Two-dimensional emission quenching and charge separation using a Ru(II)-photosensitizer assembled with membrane-bound acceptors

Novel syntheses of the bipyridine ligand 1, dcHb (dcHb = 4,4'-dicarboxy-2,2'-bipyridine), by anionic oxidation of 4,4'-dimethyl-2',2-bipyridine (dmb) using molecular oxygen (4 atm), and of the sensitizer precursor 4, tris(4,4'-diethoxycarbonyl-2,2'-bipyridine)ruthenium(II) bis(triflate), from a chloride-free Ru(II) precursor 3b, Ru-II(DMSO)(4)(triflate)(2-n)(EtOH), (n = 0-2, DMSO = dimethyl sulfoxide, triflate = OSO2CF3) are reported. The anionic sensitizer Ru(dCb)(3)(4-) (5) was shown to bind to vesicles of lecithin when these were made positively charged by cationic bipyridinium electron acceptors.

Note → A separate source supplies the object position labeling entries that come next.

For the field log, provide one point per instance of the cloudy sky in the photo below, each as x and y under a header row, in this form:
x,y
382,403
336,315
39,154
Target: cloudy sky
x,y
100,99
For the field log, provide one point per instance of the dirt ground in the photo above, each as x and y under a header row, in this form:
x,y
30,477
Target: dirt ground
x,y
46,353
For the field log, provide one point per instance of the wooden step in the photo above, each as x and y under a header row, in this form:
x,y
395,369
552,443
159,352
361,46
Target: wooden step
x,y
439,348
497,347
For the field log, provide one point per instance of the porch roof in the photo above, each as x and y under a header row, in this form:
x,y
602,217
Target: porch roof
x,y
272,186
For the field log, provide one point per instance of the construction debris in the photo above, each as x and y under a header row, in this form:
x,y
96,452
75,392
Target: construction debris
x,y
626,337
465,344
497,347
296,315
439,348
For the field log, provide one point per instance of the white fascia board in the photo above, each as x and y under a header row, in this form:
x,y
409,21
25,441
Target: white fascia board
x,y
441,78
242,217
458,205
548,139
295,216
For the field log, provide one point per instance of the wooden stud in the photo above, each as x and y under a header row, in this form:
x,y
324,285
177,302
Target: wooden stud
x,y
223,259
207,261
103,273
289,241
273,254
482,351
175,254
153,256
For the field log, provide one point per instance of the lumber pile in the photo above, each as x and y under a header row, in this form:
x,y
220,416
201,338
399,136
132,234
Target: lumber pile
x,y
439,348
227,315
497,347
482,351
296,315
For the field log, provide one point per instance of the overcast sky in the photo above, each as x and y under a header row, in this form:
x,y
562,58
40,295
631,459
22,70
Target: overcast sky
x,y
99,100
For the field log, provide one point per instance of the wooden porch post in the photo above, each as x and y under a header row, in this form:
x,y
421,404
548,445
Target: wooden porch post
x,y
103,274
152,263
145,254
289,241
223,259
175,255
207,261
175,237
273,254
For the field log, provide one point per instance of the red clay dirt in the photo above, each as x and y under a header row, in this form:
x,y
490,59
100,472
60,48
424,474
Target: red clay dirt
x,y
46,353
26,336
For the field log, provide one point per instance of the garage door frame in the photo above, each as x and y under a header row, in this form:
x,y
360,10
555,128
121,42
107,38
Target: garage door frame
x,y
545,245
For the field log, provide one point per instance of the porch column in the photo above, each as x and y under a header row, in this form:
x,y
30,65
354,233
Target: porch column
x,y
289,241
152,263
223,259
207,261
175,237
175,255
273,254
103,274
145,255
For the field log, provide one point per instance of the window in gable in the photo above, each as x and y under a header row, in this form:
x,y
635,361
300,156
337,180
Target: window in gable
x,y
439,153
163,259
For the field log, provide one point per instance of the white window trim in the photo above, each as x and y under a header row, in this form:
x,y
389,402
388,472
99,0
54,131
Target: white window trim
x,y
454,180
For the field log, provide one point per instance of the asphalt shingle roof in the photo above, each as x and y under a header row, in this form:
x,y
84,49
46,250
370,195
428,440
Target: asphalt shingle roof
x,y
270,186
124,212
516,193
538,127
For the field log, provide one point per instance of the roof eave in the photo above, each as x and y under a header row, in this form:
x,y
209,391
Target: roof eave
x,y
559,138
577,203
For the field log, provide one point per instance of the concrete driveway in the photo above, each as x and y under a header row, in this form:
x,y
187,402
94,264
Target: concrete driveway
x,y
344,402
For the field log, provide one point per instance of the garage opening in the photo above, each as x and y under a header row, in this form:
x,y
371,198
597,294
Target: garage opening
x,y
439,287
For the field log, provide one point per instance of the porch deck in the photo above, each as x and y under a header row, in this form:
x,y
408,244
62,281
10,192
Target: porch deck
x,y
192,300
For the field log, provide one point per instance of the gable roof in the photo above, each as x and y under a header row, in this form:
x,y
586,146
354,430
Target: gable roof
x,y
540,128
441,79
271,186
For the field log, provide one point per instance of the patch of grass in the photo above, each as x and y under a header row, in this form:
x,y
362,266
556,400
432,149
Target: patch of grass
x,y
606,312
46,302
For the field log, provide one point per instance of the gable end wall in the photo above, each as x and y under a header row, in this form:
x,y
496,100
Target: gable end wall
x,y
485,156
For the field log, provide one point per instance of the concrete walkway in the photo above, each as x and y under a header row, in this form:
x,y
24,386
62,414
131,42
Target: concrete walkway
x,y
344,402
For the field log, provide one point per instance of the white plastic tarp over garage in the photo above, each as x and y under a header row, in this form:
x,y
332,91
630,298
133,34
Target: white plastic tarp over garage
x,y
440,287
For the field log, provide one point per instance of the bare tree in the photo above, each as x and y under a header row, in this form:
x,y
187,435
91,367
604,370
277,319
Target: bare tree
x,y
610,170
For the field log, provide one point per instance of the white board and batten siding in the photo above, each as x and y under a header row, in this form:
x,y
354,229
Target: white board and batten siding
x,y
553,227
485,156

With cetylmethylviologen (CMV2+) as quencher, the time-resolved decay of the Ru(dcb)(3)(4-) emission followed a model for diffusion-controlled quenching in two dimensions. However, the diffusion coefficient obtained from a fit to the data was very small, (6 +/- 2) x 10(-11) m(2) s(-1), comparable to values for amphiphiles in bilayers, even though Ru(dcb)(3)(4-) diffuses in the water region at the vesicle surface. The quantum yield of primary charge separation was 0.06 +/- 0.02, which is significant, if not high, despite the large elecrostatic attraction between the reactants. Attempts were made to increase the charge separation yield by the use of a monocationic acceptor. Possible extensions of the system are discussed, such as charge separation across the vesicle membrane and the covalent Linking of a donor to the sensitizer.